The run must complete without anyone watching. Overnight, weekend, CI, remote server. Bernstein's --headless --budget runs until done or broke. Dorothy wants its app running and an approving hand on Telegram.
You want file-state you can check into git. .sdd/ is text. You can diff it, grep it, revive it after a crash. Dorothy's state is in the app.
Verification is non-negotiable. Bernstein won't merge unless the janitor's signals pass. Dorothy leaves that to the agent and the user.
You need 42 adapters, not 4. Cursor, Aider, Amp, Kilo, Kiro, Goose, OpenCode, Qwen, Cody, Continue.dev, Ollama, IAC, OpenAI Agents SDK v2, Cloudflare Agents, GitHub Copilot, Droid, Hermes, Auggie, Kimi, Rovo, Cline, Codebuff, Pi, Mistral, Autohand, Forge, Plandex, OpenHands, OpenInterpreter, AIChat, GPTMe, Charm, Composio, Letta Code, Ralphex, generic — Bernstein wraps them all. Dorothy currently advertises Claude Code, Codex, Gemini, and local.
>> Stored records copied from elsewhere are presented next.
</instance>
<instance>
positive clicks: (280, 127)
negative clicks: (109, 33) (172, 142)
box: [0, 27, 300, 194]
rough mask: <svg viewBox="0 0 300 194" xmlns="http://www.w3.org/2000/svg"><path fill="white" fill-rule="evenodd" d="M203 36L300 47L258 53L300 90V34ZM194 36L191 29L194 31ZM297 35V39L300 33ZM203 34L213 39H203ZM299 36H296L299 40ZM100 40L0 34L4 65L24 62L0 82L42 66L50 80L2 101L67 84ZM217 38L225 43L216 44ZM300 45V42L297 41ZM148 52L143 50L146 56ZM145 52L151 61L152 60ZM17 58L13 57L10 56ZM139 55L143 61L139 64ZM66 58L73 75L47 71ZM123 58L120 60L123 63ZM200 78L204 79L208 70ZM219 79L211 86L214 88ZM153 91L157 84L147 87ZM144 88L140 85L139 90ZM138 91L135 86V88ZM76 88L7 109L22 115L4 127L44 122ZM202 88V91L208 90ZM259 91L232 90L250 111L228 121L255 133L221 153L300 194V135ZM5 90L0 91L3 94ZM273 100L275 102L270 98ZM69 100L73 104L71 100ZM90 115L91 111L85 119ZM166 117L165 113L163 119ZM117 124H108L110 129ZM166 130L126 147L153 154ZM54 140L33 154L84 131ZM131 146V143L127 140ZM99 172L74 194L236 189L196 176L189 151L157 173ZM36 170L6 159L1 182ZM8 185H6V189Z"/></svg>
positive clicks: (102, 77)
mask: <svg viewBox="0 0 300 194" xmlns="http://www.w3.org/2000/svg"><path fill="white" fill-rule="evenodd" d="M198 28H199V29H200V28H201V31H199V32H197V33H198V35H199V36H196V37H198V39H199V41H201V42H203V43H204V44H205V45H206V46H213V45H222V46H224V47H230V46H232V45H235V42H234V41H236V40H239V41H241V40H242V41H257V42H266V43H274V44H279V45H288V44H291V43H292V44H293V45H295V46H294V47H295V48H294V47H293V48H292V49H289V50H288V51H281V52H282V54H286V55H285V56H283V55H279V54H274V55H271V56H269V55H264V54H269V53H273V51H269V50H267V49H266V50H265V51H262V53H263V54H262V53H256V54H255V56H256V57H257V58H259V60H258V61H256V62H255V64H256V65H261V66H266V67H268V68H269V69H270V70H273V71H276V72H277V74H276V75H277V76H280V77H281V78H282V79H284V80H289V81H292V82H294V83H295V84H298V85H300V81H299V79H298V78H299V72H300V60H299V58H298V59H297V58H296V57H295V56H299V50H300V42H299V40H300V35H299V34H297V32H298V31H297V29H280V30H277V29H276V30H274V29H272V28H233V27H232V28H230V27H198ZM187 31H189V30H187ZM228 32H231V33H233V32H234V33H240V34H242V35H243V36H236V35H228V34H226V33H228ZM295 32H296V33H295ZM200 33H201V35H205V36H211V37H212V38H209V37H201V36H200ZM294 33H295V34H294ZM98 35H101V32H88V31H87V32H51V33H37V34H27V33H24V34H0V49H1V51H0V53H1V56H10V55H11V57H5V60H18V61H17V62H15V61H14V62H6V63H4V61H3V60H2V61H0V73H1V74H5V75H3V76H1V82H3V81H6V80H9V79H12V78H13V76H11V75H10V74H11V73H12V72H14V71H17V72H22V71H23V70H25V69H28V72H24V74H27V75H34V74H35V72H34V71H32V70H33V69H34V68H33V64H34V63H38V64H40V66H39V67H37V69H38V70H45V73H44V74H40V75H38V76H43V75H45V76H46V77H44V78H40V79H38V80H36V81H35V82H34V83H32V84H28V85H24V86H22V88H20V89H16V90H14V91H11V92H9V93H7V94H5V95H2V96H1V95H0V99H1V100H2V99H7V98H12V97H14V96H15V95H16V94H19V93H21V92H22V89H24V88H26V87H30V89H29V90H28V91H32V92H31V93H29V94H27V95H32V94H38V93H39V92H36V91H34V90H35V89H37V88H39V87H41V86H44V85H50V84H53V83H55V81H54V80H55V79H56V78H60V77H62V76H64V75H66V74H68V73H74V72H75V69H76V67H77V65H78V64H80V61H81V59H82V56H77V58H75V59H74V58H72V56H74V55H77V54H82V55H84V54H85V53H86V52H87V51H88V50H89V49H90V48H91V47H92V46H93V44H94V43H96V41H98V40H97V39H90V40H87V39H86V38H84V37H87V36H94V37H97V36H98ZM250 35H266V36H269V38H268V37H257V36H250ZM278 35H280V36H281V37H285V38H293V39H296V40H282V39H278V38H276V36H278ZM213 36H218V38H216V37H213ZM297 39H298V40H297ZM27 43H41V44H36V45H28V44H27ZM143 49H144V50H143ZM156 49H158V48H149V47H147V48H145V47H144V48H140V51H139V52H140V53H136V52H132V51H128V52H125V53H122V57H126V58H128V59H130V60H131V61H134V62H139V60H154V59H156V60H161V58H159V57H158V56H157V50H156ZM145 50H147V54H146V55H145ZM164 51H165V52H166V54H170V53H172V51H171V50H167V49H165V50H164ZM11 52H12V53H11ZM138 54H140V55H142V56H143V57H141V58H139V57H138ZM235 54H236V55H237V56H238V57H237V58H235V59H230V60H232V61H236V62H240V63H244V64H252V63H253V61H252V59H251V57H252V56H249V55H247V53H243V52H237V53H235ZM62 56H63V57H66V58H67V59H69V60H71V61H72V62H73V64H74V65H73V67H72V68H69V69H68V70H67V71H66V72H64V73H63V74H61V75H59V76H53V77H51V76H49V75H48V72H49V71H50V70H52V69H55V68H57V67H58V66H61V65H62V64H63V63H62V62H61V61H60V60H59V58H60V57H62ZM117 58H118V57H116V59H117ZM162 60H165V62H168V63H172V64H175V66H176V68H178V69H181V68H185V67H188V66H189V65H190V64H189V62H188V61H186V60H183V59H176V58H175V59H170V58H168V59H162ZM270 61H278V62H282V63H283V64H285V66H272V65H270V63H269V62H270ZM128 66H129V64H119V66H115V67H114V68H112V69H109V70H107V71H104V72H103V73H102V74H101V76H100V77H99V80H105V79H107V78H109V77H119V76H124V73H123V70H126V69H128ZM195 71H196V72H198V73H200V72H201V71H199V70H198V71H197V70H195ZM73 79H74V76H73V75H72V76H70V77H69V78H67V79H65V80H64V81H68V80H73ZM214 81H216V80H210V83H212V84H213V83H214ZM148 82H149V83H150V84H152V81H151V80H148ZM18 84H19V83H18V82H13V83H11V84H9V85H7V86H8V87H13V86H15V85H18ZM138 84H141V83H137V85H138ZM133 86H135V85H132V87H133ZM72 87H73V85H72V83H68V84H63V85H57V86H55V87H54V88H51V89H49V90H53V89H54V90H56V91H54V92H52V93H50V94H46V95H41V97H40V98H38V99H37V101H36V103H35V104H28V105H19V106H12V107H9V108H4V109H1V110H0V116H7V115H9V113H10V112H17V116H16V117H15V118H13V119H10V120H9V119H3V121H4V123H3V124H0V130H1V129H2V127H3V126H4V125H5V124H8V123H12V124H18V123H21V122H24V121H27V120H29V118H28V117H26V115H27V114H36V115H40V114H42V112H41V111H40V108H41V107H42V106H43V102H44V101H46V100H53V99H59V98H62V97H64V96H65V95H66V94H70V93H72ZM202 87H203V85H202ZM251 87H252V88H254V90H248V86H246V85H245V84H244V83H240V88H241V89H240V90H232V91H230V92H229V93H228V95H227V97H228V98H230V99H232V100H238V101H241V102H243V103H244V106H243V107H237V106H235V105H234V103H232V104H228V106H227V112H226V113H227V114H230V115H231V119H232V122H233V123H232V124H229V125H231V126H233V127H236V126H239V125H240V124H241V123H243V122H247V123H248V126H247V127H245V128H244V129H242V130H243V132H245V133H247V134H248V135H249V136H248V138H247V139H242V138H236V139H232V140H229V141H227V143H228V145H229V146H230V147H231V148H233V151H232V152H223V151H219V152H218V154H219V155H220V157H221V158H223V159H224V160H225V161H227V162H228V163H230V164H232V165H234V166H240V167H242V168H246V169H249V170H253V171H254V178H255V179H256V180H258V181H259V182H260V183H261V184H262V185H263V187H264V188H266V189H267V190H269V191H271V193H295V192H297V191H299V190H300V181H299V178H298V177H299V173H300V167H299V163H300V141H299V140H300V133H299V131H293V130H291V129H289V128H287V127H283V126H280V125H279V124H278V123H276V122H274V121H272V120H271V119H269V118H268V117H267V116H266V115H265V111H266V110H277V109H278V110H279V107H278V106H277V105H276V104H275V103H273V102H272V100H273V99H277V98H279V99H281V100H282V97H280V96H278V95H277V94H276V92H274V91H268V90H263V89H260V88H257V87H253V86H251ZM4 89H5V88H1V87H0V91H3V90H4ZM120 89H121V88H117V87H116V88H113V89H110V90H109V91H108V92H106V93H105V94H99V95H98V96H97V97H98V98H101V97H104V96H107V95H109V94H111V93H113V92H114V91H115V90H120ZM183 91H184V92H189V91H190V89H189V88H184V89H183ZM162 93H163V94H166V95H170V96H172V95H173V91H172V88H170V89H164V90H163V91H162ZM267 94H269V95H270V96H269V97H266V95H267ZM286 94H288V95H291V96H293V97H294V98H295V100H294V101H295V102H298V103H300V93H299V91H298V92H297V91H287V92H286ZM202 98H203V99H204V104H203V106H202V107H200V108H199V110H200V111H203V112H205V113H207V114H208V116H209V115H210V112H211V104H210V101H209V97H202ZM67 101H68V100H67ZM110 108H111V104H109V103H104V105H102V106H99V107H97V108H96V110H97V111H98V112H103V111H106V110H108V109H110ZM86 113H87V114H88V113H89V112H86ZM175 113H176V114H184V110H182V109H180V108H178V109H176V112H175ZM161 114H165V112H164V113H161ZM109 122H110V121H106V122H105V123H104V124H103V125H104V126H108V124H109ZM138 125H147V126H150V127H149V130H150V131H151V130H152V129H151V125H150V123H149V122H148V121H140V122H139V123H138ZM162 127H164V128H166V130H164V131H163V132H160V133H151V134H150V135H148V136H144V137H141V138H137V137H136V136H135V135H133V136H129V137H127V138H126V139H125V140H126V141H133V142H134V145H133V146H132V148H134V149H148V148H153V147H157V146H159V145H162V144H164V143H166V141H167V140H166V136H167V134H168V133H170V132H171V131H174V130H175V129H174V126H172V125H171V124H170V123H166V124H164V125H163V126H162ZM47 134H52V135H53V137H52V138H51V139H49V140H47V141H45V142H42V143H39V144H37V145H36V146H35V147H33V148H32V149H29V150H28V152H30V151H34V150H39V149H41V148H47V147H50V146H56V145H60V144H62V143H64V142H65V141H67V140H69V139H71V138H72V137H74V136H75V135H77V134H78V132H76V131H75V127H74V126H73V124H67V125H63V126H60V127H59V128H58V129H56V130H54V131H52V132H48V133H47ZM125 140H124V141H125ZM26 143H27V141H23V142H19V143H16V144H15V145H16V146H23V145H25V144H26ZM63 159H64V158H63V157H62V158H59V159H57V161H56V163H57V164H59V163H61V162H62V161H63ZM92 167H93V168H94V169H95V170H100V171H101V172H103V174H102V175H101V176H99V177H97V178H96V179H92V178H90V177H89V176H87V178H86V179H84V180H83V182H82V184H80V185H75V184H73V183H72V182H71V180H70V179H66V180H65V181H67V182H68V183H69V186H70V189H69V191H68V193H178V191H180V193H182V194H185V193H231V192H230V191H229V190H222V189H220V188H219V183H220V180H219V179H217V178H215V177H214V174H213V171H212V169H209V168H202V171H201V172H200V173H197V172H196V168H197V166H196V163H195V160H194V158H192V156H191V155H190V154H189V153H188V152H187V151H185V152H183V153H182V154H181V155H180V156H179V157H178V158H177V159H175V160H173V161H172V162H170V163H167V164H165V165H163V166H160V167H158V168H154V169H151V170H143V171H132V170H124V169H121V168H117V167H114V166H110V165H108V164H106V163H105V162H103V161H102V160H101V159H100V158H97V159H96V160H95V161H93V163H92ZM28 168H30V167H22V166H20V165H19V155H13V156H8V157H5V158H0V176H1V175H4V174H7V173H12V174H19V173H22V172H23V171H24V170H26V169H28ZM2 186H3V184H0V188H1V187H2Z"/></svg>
When to use Dorothy instead¶

You want a dashboard. Kanban view, per-agent status, visible logs.
You want to delegate through a Super Agent. LLM-routed work across a small fleet.
You live in Telegram/Slack. Remote-trigger agents from chat.
Your work crosses Google Workspace. Email, docs, calendar, not just code.

When to use Bernstein instead¶

The task decomposes into parallel independent subtasks. REST endpoints + tests + docs can all happen simultaneously in isolated worktrees.
You need external verification. Tests either pass or fail — agent consensus is irrelevant. Bernstein's janitor enforces this.
You want 42-adapter coverage. Bernstein wraps Claude Code, Codex, Gemini CLI, Cursor, Aider, Amp, Kilo, Kiro, Goose, OpenCode, Qwen, Cody, Continue.dev, Ollama, IAC, and a generic adapter — among 42 total.
You want cost-aware model routing. Bernstein's bandit router assigns cheap models to simple tasks and escalates complexity.
You want headless, overnight operation. bernstein --headless --budget 20.00 runs until the backlog is empty or the budget runs out, retrying failures automatically.
You want a checkable audit trail. .sdd/ files, HMAC-chained logs, per-task cost + quality metrics.